Review: "Everlasting Moments" (Troell, Sweden)

Martha Polk

With her acquisition of a Contessa camera and her nearly simultaneous marriage, from the outset the life of Maria Larsson (Maria Heiskanen) in Jan Troell's Everlasting Momentsbegs a question as paramount as it is familiar: how can art and the commonplace, film and work, reconcile in one life?


Maria stows away the camera, only bringing it out again when the Larssons are strapped for cash. Venturing into a sepia-soaked photography shop she asks, "Can anything be done with it?" but her efforts to sell the camera are quickly stunted by the exceptional Mr. Pedersen (Jasper Christensen) who takes her picture and convinces her to come back the next day to "see if it registers." Maria returns and stares at the photo with the wonderment of a baby studying the mirror for the first time. If the metaphor lies a bit bare here, so does its power, for Pedersen shows Maria herself, not just a photo of herself, and then makes it logistically and emotionally possible for her to more fully become herself, a photographer. Maria walks out of the camera shop with cash in her pocket, the Contessa under her arm, and an urgent need to see what she can make of it. With this, Everlasting Moments begins its awesome obsession with exploring the multifarious ways film does indeed "register" as Maria's relationship with the camera unfolds along side her relationships with Mr. Pedersen, her children, and her increasingly self-centered and terrifying husband, Sigge (Mikael Persbrandt).


Maria's interactions with film remind us of the most basic echelons of the filmic miracle—the miracles of reflection, projection, of light and seeing—and invite us into the excitement they hold. After photographing her cat, Maria marches from behind her lens to where it sits, gives it a hug, and exclaims, "there you are!" as if shocked the cat can exist as both image and thing. She turns the camera on her kids and produces a picture that causes her raving husband to take pause; the sight of his children staring at him through an image, their expressions forever trapped, drains him. She captures her son winning a race, takes the whole town's family photos, records historical moments for the newspaper, and manages to keep a spot for Sigge's beloved horse by photographing the stableman's store. She takes pictures of a dead little girl, at once creating her most remarkable work—children peering through fogged windows at their dead friend and the photographer's subject—and an invaluable gift to the girl's mother, who meets the image of her dead 11 year old with the words, "I've never seen her so beautiful." In Pedersen's heartfelt words, Maria sees "a world to be explored, to preserve and describe," one she cannot turn a blind eye to. Her perpetual astonishment at film's power to do so many different things and her open embrace, as with the cat, of the filmic miracle at hand, challenges the comparatively jaded 2009 viewer to renegotiate, with great care, the contemporary deluge of images. So that when Maria so joyfully uses a camera to record death; create memory; commit acts of love, faith, and rebellion; mummify and resurrect moments; archive histories; give gifts of sight, pride, and self-worth—film reclaims the meanings we too often forget to endow.

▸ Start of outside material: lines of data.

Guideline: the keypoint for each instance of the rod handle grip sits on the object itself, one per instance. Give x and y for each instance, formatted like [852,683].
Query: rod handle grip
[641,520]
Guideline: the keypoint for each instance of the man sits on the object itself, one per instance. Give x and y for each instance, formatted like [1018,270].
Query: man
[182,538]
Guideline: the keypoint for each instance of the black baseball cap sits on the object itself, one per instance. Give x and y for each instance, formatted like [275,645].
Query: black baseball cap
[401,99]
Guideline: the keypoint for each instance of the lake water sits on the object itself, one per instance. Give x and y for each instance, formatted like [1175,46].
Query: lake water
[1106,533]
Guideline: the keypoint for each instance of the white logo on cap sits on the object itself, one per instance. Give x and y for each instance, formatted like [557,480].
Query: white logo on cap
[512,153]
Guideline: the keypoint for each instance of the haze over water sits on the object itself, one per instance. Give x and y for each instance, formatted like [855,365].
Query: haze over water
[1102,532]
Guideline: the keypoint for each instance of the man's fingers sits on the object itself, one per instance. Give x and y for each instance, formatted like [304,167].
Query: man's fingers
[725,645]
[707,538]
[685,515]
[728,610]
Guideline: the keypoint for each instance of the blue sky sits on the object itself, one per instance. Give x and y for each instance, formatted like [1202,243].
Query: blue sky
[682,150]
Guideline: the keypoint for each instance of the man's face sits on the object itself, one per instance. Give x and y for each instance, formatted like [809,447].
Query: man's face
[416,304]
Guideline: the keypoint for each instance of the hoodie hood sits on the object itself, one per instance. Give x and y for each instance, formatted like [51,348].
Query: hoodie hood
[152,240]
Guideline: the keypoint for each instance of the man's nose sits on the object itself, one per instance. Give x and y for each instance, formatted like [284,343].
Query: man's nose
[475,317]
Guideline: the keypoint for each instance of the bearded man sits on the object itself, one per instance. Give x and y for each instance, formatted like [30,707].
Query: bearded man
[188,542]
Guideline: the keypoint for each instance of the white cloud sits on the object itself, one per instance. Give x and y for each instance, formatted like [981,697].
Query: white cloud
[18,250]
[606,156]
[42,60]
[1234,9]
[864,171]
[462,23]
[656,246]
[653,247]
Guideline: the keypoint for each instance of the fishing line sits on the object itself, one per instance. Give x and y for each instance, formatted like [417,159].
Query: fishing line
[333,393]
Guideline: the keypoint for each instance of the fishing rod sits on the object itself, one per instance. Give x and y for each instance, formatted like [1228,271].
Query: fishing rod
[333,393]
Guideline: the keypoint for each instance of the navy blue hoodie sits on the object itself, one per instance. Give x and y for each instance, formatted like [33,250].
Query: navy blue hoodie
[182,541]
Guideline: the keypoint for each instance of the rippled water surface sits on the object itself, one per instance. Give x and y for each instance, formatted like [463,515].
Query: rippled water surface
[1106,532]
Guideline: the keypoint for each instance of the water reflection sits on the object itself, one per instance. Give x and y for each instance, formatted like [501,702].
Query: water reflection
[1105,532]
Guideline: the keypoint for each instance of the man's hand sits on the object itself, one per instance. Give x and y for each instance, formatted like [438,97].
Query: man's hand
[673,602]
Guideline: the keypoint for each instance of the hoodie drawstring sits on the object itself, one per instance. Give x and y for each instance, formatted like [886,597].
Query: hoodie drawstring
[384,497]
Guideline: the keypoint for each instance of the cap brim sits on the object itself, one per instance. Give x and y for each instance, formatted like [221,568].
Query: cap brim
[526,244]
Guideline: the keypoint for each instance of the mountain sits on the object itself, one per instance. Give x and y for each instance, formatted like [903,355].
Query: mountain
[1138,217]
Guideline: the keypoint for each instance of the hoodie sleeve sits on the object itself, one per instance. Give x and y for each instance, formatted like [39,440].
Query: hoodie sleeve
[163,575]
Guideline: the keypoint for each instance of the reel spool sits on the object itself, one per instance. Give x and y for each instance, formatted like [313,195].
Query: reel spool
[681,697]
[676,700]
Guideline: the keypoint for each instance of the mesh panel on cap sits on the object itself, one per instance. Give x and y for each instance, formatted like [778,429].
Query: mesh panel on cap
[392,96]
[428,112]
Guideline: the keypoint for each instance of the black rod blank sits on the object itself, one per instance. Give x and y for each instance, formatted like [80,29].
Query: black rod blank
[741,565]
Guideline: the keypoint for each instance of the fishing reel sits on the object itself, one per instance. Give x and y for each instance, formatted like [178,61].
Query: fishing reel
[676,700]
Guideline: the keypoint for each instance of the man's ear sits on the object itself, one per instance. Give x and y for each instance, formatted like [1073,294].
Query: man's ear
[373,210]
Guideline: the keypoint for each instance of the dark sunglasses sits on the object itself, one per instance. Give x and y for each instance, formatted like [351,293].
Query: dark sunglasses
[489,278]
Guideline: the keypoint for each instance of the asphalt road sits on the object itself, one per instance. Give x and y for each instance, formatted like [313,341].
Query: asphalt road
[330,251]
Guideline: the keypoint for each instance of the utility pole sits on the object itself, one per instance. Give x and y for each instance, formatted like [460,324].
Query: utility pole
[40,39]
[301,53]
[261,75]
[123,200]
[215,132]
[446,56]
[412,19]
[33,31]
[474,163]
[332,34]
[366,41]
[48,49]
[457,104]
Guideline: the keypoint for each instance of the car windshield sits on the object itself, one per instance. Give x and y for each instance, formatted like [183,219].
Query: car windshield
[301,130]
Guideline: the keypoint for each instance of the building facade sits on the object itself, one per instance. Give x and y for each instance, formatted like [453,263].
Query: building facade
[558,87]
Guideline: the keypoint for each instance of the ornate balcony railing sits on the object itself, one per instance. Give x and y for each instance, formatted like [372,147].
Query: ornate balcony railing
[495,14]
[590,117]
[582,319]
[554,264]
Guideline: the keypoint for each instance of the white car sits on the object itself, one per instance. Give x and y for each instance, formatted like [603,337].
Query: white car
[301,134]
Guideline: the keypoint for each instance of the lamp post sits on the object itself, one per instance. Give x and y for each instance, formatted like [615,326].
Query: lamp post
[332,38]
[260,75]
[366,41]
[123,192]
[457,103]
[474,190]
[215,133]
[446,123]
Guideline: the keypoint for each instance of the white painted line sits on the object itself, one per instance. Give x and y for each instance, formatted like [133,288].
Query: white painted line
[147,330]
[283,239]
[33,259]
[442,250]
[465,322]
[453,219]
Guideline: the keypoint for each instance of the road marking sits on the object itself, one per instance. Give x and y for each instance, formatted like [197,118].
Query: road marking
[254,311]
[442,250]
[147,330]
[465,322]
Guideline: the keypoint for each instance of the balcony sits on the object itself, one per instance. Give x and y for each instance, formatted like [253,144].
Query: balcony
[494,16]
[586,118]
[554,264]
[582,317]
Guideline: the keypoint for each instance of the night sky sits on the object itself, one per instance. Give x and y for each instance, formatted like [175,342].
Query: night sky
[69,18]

These miracles of meaning-making, Maria's photography, always compete with "real" life's daily grind, however. Her life is governed by the cycles of children—not just baring them, but feeding, scrubbing, brushing, teaching, and exciting them—a job made all the tougher by a cruel, if complicated, husband. With four children hanging off her, she marches through a night's snow drifts, seeking refuge from a home wrought with the violence of an insecure drunk. A camera resting on her pregnant belly, a child shattering a work-in-progress, a makeshift darkroom, that ever-haunting history of impassioned-women's guilt—these confrontations between a life of art and a life of practicality articulate Maria's days. Given this grim reality of family and duty, perhaps it's the grandest miracle of all that she (with the constant, quiet push of confidence from Pedersen) finds a way to live by the mantra, "You see what you want to see" and to realize that vision through art. She brings these battling worlds together, that of brute existence and the miraculous, by making film a part of loving, giving, or fulfilling a duty to a friend. She works to render the practical artistic. If this isn't the ideal artistic experience—it takes her decades to get a real 'room of her own'—her commitment to living with a foot in both worlds is an appropriate aspiration and the greatest potential savior for a whole lot of us. From here, heroes begin to emerge: Pedersen, Maria, and Troell insist that, even if our hands are busy, we cannot shut our eyes to the miraculous or turn away once we've seen the beauty of the day.